In den spukenden Fratzen, von denen keiner weiß, ob sie Toten- oder Faschingsmasken ähneln. Den atomar leuchtenden Röntgenbildern eines Menschen, der unseren Blick mit Laserpräzision zurückwirft. Zeigen diese Bilder also jenen Moment, in dem sich Erkenntnis über die hier Abgebildeten materialisiert? Oder werden wir Zeuge, wie Cahns Figuren uns schon wieder zu entgleiten drohen? Ihre oder unsere?

Diese Dua­lität von Fremdheit und Nähe überträgt sie auch auf andere Zuordnungen, bisweilen aufs Mensch- oder Frausein schlechthin. Ein ganzer Raum ist dem Sujet des Gebärens gewidmet. Babys, die noch halb im Mutterleib stecken, halb schon auf der Welt sind. Und davor: Hände, die zurückboxen. Eine Kohlenstaub-Performance als ultimative Veranschaulichung hausfraulicher Tätigkeiten.

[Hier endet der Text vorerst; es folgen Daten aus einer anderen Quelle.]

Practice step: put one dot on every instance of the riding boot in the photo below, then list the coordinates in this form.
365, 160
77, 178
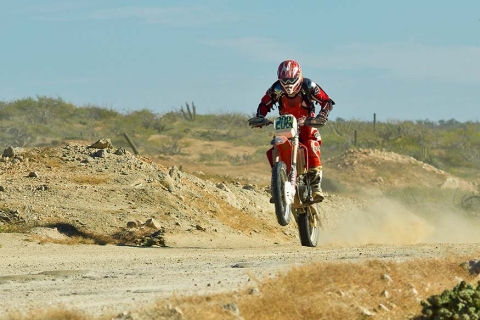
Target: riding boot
315, 176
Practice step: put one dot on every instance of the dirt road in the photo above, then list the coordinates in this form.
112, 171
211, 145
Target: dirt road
106, 279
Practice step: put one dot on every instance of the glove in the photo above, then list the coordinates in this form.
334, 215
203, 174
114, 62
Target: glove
321, 118
259, 122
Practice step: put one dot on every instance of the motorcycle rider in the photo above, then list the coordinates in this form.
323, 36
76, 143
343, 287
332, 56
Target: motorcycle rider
297, 95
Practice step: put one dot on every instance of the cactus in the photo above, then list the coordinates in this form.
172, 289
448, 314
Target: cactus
191, 114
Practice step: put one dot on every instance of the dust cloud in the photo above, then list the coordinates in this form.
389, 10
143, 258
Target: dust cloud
391, 223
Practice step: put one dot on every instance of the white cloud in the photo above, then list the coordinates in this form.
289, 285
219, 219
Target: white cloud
402, 60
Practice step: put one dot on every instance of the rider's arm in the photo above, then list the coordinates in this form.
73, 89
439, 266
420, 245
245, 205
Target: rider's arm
320, 96
268, 100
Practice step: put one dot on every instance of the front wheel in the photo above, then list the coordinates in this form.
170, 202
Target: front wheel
309, 226
280, 192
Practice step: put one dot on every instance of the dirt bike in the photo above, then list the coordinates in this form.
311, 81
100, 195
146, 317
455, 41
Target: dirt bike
290, 184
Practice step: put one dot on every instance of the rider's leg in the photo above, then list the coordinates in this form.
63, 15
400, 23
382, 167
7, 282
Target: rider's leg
312, 140
315, 176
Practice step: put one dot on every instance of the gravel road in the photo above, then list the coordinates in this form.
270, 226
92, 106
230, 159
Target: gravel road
106, 279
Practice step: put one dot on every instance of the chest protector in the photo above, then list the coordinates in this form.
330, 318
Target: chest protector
299, 105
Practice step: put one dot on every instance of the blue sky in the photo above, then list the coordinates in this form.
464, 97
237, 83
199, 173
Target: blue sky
403, 60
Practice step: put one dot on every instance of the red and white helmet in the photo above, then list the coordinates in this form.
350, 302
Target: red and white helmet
290, 75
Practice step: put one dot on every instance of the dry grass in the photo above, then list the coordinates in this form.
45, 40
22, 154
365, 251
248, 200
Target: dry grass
328, 290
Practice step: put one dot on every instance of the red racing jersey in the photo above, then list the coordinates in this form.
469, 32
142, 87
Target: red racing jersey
301, 104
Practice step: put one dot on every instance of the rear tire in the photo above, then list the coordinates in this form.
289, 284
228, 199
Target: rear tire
283, 210
309, 226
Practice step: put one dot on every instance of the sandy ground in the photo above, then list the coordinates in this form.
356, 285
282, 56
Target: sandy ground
113, 279
219, 236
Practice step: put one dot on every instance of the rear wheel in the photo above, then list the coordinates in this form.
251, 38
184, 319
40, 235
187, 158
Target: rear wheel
309, 226
279, 192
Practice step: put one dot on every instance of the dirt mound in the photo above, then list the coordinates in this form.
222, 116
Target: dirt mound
380, 170
110, 191
92, 192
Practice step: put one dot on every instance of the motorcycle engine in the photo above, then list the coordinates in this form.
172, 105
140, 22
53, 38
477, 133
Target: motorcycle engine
302, 189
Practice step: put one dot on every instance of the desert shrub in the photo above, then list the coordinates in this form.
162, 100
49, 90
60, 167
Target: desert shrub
461, 302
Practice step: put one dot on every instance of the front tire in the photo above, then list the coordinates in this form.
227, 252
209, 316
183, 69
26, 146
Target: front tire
309, 226
283, 208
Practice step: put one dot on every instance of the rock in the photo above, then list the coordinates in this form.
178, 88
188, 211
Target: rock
12, 152
153, 223
199, 227
132, 224
105, 143
102, 153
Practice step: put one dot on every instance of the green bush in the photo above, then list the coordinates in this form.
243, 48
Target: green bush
462, 302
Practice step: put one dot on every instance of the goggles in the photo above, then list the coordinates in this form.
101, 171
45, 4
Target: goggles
288, 80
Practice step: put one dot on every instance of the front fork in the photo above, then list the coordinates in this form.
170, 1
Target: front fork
291, 187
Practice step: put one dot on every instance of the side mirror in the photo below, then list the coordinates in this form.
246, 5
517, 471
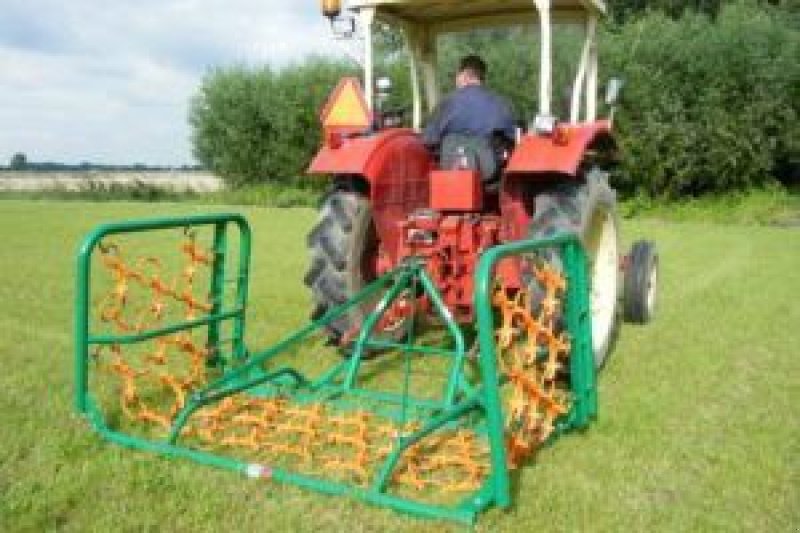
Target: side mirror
343, 26
613, 90
331, 8
384, 86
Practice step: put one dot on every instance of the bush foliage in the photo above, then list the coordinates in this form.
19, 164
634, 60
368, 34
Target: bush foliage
711, 103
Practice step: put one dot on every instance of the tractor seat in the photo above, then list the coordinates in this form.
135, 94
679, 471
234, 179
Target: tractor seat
486, 155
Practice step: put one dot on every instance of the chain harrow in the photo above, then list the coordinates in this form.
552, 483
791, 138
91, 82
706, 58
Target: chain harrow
533, 356
350, 445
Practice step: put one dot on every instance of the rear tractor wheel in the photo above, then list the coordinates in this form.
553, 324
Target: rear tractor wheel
589, 211
343, 248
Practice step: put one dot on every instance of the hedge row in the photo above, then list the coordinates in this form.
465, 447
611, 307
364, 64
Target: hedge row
710, 104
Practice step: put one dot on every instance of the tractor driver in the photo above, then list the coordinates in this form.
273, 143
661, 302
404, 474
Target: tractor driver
471, 111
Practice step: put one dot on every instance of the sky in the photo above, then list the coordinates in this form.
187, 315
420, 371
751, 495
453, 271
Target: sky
111, 81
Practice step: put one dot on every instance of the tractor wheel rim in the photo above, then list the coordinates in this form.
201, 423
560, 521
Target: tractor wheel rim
604, 282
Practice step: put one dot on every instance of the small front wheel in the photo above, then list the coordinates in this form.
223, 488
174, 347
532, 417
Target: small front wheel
641, 283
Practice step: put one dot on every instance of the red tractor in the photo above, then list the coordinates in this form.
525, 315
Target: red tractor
392, 198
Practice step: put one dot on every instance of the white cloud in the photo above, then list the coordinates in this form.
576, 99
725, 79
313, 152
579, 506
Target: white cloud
110, 82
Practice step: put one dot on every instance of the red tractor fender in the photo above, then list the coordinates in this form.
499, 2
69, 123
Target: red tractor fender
561, 152
392, 161
395, 164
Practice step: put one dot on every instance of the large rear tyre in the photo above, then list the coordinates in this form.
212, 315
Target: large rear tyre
589, 210
343, 246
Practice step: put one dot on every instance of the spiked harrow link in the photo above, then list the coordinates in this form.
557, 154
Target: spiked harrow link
430, 427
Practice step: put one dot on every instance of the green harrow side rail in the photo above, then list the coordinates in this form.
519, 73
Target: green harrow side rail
475, 405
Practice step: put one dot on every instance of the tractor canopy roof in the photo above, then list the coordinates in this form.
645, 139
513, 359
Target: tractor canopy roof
458, 14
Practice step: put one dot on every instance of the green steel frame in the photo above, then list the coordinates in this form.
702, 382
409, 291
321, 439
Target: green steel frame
259, 373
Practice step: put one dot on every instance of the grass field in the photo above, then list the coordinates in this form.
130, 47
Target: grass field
698, 431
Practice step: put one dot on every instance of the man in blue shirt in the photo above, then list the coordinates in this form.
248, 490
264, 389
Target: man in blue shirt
471, 109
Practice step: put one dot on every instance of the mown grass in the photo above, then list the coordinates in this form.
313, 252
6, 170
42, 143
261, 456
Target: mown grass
698, 426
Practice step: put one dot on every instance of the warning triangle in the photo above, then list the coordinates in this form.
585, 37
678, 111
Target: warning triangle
346, 107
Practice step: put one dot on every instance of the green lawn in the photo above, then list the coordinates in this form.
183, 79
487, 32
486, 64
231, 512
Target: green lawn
698, 430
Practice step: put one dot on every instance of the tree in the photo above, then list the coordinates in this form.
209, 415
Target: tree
18, 161
254, 125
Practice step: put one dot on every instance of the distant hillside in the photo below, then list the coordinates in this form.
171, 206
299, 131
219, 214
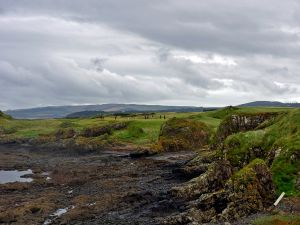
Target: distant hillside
83, 114
269, 104
63, 111
3, 115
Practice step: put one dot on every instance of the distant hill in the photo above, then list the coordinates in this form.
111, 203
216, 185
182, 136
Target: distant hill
83, 114
63, 111
3, 115
269, 104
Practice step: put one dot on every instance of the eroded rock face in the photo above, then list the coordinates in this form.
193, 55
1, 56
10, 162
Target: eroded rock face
97, 131
218, 195
242, 122
213, 179
183, 134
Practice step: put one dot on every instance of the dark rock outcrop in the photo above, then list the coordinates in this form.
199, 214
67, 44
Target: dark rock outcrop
217, 195
242, 122
108, 129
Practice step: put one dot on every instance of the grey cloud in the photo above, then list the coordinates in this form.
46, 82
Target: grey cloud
98, 51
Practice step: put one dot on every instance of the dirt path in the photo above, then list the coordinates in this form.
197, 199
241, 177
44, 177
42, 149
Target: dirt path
88, 188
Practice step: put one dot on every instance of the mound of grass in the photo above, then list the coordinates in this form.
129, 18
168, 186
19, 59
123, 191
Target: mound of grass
277, 220
277, 142
183, 134
284, 138
222, 113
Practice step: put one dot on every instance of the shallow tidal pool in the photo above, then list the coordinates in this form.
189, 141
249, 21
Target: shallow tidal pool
9, 176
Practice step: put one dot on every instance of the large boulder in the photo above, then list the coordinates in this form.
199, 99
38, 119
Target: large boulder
179, 134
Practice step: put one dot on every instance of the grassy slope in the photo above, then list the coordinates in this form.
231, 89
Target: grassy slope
283, 134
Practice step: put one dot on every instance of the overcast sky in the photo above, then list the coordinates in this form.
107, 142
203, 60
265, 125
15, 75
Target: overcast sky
175, 52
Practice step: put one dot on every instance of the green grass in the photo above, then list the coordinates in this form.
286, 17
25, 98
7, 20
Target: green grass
278, 220
240, 145
281, 134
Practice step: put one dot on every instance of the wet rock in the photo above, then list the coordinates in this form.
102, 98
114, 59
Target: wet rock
65, 133
108, 129
142, 153
196, 166
213, 179
242, 122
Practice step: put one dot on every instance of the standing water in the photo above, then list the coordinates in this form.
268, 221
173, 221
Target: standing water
8, 176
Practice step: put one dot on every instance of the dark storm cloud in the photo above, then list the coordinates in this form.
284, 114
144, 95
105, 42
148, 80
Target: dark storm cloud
171, 52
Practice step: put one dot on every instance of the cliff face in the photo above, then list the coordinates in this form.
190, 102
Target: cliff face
183, 134
240, 175
242, 122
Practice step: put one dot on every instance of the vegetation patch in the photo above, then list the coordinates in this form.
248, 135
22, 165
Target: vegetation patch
277, 220
183, 134
242, 148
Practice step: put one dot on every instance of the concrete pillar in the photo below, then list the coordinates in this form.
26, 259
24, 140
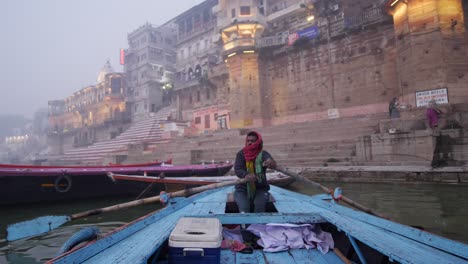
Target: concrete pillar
431, 47
245, 99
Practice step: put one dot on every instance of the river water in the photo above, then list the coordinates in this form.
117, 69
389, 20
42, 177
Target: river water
440, 209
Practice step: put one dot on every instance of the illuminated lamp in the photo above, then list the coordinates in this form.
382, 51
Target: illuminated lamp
394, 2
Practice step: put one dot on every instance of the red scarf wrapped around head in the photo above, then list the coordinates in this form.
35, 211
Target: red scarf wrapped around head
251, 152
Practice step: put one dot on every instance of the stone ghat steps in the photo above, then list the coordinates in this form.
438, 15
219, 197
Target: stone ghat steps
300, 144
285, 138
146, 130
297, 153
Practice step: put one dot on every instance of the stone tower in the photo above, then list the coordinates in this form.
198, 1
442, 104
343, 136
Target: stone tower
240, 24
432, 43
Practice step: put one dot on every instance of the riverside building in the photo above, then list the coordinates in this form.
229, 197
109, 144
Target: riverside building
243, 64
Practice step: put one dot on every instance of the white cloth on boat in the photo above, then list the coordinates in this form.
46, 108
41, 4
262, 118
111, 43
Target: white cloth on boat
232, 234
281, 237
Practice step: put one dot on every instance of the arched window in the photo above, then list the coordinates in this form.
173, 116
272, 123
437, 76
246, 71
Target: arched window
198, 71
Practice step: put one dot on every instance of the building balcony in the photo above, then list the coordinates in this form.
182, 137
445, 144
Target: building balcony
238, 43
183, 84
271, 41
200, 30
290, 10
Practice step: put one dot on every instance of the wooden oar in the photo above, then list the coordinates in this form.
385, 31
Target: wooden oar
329, 191
46, 224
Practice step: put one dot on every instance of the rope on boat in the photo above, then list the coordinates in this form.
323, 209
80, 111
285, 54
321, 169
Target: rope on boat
63, 183
85, 234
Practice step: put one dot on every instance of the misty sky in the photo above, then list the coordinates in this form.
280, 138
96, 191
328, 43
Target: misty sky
52, 48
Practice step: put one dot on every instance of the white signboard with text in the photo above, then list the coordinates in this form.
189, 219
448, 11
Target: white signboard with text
439, 95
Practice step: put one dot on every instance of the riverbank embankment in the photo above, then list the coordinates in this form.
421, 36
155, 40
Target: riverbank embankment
386, 174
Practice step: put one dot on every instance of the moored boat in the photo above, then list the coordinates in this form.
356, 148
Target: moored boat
110, 165
274, 178
357, 236
32, 185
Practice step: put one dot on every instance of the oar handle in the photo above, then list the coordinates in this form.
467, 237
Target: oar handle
154, 199
329, 191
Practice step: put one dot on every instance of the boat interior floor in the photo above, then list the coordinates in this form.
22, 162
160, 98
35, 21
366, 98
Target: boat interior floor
290, 256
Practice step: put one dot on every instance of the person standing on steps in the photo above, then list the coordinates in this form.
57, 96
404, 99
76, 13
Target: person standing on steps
251, 163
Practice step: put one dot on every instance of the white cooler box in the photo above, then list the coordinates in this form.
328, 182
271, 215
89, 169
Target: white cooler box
196, 240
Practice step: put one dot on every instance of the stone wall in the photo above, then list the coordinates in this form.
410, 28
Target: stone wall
355, 75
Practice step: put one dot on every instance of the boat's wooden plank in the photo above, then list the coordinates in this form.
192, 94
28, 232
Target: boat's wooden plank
266, 218
255, 257
450, 246
127, 232
278, 257
138, 247
228, 256
314, 256
393, 245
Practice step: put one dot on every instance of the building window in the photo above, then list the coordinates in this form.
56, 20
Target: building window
207, 121
245, 10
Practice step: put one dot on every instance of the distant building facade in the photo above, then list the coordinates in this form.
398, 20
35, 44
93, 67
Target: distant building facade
149, 65
93, 114
252, 63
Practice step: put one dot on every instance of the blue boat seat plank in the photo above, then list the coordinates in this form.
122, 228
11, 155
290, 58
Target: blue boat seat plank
314, 256
255, 257
299, 256
135, 248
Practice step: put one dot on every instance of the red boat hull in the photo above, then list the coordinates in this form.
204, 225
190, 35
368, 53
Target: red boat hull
28, 185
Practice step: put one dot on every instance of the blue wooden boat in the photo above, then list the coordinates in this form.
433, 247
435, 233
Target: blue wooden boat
48, 184
358, 237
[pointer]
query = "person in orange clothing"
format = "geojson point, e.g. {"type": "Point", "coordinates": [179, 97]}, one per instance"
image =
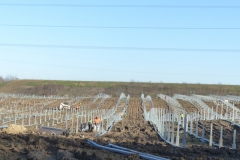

Wie grauenhaft ergreifend Cahn Erkenntnis durch bloßes Zeigen hervorbringen kann, veranschaulicht ihre Serie über Geflüchtete. Frauen, Männer und Kinder, schutzlos, ja, aber in ihrer stellenweisen Nacktheit zugleich ungemein lebendig. Und es gibt „das schöne blau“, ein Bild, das vom Versinken dieser Menschen in ebenjenem erzählt. Ein Vorgang, den man zwischen Motiven von Menschenmassen einerseits und Schlagzeilen über Ertrunkene andererseits wahrhaftig nicht sieht, wohl nie gesehen hat.

Regelrechter Overkill

Miriam Cahn: „MEINEJUDEN“, Museum für Gegenwartskunst Siegen, bis 23. Oktober

Am Schluss ist man wieder am Anfang, prä- oder posthuman, bei Kastanienbäumen und Atompilzen, die aus Farbpigmenten emporsteigen, dazwischen Pornografie, Berggipfel und auch mal ein Tier, das die Künstlerin dem Titel gemäß auslacht. Es ist ein regelrechter Miriam-Cahn-Overkill, ein schöner, oft lustiger, mitunter fürchterlicher Gewaltakt.

Am Tag, als dieser Text geschrieben wird, erscheint in der New York Times eine documenta-Rezension, die berechtigterweise die Leistungen der Kunstschaffenden jenseits antisemitischer Bilder würdigen möchte und hierzu aber, als ob es nur so ginge, jüdische Stimmen zum Thema flugs ausradiert. Mit Miriam Cahns Protagonistinnen und Protagonisten ist, ob man sie sehen mag oder nicht, unbedingt zu rechnen. Sonst lichtet sich der Farbschleier plötzlich und, „schreck!“, gibt es eins auf die Glocke.